For many on the island nation, the news ushered in a state of mourning for their longtime leader.
For Cuban expatriates in the United States and other countries, however, in some quarters the news ushered in celebrations at most, relief at least.
My first, widowed thought was, How sad for his family and friends who mourn him. My second thought was, How deeply relieved his opponents and enemies must be.
Because of Fidel, many in Cuba lost their livelihood, home, country, family members, friends, and lives. Were it possible to have tried him for human rights crimes committed against his own countrymen, many I know would have signed up for jury duty.
And yet … that aged dictator’s demise cannot undo the years of separation (by sea and borders if not by death) through which those injured families have grieved.

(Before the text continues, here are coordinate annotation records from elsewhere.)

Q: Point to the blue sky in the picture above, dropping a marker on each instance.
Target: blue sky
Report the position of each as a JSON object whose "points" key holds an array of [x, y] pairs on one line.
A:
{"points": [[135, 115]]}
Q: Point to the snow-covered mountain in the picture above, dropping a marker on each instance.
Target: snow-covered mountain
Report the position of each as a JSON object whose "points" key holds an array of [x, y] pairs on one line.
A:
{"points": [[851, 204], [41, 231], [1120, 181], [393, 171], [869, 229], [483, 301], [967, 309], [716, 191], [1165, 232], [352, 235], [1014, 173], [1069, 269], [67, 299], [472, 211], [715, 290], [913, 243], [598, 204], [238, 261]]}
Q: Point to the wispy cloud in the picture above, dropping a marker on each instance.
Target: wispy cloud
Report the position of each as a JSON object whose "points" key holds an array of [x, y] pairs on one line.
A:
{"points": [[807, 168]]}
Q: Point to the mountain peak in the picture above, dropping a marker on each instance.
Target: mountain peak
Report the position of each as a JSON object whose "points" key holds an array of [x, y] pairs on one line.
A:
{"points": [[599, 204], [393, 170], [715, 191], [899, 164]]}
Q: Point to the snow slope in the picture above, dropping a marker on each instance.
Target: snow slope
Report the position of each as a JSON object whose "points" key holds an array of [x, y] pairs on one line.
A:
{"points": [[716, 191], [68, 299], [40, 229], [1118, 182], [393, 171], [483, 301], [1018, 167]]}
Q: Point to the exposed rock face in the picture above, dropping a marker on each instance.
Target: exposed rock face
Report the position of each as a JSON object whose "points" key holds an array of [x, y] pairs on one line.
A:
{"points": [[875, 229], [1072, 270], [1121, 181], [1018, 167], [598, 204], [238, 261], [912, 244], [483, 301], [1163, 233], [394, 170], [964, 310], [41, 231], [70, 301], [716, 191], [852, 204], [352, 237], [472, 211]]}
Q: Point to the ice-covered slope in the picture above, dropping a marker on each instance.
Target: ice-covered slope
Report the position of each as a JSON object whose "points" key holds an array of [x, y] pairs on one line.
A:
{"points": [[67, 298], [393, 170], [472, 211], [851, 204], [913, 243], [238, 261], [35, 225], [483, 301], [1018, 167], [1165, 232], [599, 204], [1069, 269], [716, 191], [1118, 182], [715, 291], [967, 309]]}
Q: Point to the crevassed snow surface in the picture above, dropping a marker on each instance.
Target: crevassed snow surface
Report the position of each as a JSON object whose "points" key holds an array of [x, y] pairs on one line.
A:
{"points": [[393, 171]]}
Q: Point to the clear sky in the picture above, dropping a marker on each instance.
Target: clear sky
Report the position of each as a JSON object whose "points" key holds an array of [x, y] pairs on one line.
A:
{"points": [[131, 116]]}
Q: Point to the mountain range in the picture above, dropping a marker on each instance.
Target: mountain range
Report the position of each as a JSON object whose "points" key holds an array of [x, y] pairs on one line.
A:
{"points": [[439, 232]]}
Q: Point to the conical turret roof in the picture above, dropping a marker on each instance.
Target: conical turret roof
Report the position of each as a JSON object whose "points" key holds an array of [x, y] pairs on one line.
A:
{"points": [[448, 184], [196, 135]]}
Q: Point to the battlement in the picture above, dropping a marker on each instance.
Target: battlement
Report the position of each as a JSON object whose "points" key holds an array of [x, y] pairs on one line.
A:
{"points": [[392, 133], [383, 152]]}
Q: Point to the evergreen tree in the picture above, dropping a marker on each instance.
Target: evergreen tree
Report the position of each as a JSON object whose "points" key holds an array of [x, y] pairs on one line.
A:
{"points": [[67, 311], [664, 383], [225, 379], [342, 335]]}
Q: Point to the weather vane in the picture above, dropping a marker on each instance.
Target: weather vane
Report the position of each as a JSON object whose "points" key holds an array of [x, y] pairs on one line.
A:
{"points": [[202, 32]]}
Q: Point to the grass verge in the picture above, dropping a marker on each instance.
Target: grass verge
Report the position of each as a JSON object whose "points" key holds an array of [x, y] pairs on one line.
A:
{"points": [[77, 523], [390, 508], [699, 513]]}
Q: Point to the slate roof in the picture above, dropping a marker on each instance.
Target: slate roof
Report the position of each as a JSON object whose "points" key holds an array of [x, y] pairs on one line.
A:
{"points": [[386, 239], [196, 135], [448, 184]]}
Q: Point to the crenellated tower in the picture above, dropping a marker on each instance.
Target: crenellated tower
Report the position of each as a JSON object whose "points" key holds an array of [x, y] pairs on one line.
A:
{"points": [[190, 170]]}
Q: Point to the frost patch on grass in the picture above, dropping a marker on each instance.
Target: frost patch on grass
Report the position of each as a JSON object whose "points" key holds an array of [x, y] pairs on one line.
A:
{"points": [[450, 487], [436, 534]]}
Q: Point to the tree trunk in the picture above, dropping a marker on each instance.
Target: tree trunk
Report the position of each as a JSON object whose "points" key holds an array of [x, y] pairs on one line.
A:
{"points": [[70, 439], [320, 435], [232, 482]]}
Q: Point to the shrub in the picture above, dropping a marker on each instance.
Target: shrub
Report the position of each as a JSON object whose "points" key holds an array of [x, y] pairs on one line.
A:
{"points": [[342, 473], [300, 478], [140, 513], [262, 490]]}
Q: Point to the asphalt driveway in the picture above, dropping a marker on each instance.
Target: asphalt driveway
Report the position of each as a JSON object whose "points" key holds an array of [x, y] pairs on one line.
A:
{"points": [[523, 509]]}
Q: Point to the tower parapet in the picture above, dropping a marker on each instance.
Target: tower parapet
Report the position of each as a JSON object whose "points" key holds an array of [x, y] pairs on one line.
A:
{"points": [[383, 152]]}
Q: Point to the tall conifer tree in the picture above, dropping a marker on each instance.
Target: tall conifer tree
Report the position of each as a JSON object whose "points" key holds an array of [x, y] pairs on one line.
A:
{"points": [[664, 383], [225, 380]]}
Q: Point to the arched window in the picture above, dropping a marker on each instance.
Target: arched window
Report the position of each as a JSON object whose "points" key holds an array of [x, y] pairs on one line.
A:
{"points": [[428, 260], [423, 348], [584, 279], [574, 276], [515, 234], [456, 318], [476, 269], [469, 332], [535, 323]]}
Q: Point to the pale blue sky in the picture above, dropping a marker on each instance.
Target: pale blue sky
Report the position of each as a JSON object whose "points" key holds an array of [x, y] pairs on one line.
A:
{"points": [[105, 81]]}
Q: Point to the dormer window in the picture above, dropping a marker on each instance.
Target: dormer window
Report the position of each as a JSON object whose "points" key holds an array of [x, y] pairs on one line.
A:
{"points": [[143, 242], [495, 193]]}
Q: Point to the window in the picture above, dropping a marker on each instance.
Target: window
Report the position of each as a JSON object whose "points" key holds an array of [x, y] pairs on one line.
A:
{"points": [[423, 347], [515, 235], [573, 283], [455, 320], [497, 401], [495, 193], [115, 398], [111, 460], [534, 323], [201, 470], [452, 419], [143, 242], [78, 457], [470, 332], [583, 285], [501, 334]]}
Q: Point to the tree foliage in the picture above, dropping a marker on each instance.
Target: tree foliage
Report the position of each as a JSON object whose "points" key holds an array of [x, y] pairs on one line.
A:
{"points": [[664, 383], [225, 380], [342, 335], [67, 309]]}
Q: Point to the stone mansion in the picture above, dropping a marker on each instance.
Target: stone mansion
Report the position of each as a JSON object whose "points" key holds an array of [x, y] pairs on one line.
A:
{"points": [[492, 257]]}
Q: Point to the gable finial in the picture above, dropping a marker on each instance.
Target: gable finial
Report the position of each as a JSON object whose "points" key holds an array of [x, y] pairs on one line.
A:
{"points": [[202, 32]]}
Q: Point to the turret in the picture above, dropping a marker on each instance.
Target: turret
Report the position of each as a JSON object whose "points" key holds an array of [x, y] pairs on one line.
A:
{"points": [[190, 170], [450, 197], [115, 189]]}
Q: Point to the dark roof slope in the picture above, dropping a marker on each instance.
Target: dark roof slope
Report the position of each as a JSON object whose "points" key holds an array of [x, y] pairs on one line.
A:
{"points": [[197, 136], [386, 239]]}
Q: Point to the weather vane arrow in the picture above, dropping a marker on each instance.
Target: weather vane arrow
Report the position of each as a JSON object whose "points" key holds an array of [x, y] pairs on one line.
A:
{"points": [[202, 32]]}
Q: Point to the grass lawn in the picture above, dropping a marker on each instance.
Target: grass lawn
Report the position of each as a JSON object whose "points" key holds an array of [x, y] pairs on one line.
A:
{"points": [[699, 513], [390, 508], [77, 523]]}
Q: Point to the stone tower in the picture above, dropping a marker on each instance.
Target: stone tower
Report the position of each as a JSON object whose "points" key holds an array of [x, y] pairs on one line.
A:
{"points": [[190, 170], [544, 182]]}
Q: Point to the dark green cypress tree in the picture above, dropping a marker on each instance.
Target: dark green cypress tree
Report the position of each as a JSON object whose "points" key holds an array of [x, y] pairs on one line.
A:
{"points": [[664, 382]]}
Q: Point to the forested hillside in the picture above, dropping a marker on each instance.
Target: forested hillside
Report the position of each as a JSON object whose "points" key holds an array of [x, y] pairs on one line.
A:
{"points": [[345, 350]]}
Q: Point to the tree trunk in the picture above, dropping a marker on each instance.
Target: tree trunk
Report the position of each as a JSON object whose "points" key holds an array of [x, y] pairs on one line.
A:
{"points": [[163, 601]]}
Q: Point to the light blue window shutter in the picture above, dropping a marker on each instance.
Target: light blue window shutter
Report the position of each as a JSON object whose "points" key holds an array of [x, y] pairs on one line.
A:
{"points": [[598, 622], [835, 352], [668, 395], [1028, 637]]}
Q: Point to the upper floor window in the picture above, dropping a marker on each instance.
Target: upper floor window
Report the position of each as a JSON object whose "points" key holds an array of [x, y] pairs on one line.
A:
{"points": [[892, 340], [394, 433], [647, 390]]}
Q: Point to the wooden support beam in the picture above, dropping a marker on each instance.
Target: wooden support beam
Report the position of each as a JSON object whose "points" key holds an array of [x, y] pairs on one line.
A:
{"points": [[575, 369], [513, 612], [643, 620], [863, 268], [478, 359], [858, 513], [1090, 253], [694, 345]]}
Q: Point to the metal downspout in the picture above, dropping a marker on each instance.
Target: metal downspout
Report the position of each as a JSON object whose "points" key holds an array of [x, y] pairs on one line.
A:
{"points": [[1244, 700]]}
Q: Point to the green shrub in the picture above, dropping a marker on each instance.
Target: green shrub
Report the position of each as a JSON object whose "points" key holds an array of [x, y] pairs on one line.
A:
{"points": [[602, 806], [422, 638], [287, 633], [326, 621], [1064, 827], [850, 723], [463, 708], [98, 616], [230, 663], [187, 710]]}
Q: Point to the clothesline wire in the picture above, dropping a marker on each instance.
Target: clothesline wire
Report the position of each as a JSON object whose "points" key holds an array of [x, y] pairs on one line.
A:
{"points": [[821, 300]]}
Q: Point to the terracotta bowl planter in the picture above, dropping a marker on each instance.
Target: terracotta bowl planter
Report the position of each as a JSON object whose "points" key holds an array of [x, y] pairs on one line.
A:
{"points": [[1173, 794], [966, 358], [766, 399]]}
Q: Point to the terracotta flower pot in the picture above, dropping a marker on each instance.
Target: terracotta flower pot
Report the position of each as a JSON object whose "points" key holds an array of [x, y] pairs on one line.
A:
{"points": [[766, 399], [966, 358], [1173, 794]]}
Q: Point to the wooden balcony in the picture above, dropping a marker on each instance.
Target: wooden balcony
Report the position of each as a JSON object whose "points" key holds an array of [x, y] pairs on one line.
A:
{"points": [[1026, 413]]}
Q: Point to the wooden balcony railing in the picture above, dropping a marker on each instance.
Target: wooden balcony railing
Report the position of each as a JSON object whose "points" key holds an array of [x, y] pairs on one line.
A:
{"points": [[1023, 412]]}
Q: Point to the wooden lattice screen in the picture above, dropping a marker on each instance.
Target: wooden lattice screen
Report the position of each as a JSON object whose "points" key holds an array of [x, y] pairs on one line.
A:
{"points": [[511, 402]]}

November 26, one of my friends wrote on his personal Facebook wall (and gave me permission to quote):
A frail old man died. No joy in that. As a Cuban who grew up listening to stories from my father about how Castro rounded up many of my dad’s friends and had them lined up in a firing squad, I am thankful for the end of this dark chapter in the history of my country and pray for better days ahead for the Cuban people. — Manuel Fernandez*, author of the Wolf Battle series and other books
“Pray for better days ahead.” That’s good advice in the aftermath of every death — not just of public officials but of private citizens too.
Like Manuel, I hope and pray healing and reunion will step in where exile forced out.
*I’ve known Manuel and his family for more than twenty years — long before my youngest, now-adult child gave theirs an unauthorized haircut.